Even the people entrusted to bring the game alive for you will sneer, especially during Spring Training; just last week (as I write this in March 2018), the voice of the Indians Tom Hamilton intoned “If you’re keeping score with us at home, you need to find a new hobby”.

So then why do I score spring training games? For one thing, I miss baseball and scorekeeping after the long winter. At the first opportunity, I want to get out the pencil and the clipboard and a fresh, clean scoresheet and start a new year. For another (related reason), scorekeeping is just what I do. I see a baseball game, I listen to a baseball game, I score it. It’s second-nature, it’s natural, it’s irresistible.

But every once in a while you’ll be partaking in one of these games and a young player will get a token at bat or inning. Maybe you know their name; they might be a late first-round pick from a cold weather state that got exposure by actually showing up at the MLBN studios for the draft. Maybe you don’t know their name, but you’ll recognize it years later.

Maybe he’ll come up to the plate in the ninth-inning to face a legitimate major league reliever like Tony Sipp. Maybe he’ll work the count to full watching all five pitches before he strikes out swinging to end the game. But you probably won’t remember it. If you look at the scoresheet after the game, it won’t resonate. You don’t know it yet, but you will. The man, the magic, the aura, the legend, the myth:

Trout.

Sunday, April 1, 2018

#146---ATL @ NYN, 4/25/2010




This isn’t the shortest possible scoresheet for a game that counts, but it’s close. Most of the key moments in this game came with two outs in the first. In the top, Atlanta loaded the bases before Jason Heyward popped up. In the bottom, Jose Reyes dropped a single into left. He stole second on the second pitch to Jason Bay, and on the next pitch Bay singled to Chipper Jones, who threw it away to allow Reyes to score.

Rain came after one pitch was thrown in the top of the sixth. I’ve always thought that would wipe Raul Valdes’ relief appearance out of history, resulting in a pair of complete games after the starters combined to make 199 pitches through five innings, but who really cares about the intricacies of the complete game rule?

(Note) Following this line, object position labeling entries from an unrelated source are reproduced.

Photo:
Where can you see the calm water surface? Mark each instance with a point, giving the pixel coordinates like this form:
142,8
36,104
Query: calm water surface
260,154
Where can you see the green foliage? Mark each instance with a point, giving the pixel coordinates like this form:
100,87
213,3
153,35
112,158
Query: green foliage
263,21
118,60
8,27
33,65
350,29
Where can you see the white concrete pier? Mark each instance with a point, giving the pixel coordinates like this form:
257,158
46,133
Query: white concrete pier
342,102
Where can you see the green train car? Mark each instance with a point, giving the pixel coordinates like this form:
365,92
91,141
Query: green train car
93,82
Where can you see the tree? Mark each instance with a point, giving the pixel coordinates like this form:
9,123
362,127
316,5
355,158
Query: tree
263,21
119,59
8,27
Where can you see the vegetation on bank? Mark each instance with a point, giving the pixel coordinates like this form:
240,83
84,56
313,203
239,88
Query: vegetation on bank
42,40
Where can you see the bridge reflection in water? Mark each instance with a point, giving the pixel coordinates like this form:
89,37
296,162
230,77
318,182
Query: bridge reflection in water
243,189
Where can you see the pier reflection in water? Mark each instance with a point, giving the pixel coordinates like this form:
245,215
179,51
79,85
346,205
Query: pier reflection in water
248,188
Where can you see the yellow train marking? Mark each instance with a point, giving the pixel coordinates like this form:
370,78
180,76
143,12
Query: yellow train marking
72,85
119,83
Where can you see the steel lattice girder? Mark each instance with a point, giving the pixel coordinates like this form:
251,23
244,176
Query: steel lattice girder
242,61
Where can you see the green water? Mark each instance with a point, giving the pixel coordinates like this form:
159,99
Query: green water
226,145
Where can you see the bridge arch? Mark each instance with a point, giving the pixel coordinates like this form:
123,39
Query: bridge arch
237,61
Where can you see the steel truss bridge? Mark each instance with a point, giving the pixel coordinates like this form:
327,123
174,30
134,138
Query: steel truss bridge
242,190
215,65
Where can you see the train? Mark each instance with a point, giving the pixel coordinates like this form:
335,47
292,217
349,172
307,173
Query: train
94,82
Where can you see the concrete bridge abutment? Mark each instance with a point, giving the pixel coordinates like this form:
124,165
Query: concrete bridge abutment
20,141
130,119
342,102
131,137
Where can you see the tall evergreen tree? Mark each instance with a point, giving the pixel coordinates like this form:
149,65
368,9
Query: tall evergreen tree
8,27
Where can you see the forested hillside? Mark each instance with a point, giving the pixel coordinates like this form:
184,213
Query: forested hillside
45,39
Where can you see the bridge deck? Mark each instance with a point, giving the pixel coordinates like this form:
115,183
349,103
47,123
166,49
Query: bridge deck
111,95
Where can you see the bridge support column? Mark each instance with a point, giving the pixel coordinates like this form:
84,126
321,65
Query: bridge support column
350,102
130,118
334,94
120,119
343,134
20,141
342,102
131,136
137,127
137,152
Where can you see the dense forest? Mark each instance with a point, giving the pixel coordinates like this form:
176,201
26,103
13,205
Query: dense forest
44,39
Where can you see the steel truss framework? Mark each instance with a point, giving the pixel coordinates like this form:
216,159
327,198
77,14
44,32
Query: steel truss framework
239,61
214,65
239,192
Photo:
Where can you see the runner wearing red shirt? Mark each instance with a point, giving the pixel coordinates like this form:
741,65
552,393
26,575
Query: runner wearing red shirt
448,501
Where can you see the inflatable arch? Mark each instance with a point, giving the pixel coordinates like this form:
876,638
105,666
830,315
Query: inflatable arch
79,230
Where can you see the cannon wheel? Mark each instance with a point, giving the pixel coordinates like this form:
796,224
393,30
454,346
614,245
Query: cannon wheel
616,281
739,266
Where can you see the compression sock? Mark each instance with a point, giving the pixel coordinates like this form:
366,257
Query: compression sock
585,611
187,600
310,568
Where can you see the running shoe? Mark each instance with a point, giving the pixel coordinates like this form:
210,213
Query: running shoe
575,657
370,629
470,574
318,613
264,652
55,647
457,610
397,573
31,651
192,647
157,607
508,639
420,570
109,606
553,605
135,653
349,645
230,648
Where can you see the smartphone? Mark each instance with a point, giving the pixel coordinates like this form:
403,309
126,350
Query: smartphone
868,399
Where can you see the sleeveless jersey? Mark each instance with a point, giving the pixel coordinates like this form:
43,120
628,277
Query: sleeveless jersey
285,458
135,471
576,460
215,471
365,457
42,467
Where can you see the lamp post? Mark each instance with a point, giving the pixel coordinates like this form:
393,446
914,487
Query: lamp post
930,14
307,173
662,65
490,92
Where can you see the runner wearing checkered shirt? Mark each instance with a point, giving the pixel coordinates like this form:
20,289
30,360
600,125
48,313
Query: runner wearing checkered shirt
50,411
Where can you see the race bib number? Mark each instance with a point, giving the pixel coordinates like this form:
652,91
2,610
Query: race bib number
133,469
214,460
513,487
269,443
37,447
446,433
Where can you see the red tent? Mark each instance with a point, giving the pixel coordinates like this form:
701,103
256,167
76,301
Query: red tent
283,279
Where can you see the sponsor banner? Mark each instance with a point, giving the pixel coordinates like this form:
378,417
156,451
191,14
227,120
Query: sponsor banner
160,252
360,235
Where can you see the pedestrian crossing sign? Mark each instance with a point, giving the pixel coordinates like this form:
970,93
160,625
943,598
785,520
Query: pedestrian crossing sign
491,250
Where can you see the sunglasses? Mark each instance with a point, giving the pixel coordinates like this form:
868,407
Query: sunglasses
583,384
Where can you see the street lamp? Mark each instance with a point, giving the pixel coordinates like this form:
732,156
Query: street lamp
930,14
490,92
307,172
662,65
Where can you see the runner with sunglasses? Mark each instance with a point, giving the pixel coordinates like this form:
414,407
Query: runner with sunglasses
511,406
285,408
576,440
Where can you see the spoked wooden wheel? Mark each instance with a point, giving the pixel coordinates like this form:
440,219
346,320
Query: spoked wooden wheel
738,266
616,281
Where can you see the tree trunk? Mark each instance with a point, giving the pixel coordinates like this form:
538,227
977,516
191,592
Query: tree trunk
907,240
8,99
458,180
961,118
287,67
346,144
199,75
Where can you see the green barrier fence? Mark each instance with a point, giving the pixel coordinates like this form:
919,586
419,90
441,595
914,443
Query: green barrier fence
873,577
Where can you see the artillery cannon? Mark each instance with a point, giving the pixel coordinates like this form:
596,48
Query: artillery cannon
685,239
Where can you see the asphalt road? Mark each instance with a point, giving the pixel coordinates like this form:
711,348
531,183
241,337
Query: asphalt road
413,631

My notation for Hanson's strikeout in the second deserves a little exposition. The squiggly line underneath is my symbol for bunt. If its attached to a strikeout, by default it should be interpreted as a foul bunt for the thirds trike. In this case, Hanson offered at the pitch but did not make contact, so the brace indicates a swinging bunt K (the brace is my usual symbol on a pitch letter for a swinging strike, as seen on pitch B to Jose Reyes in the bottom of the first and many other places on the sheet. You could have a backwards K with a bunt line too, in the event the batter showed bunt but took the pitch for strike three.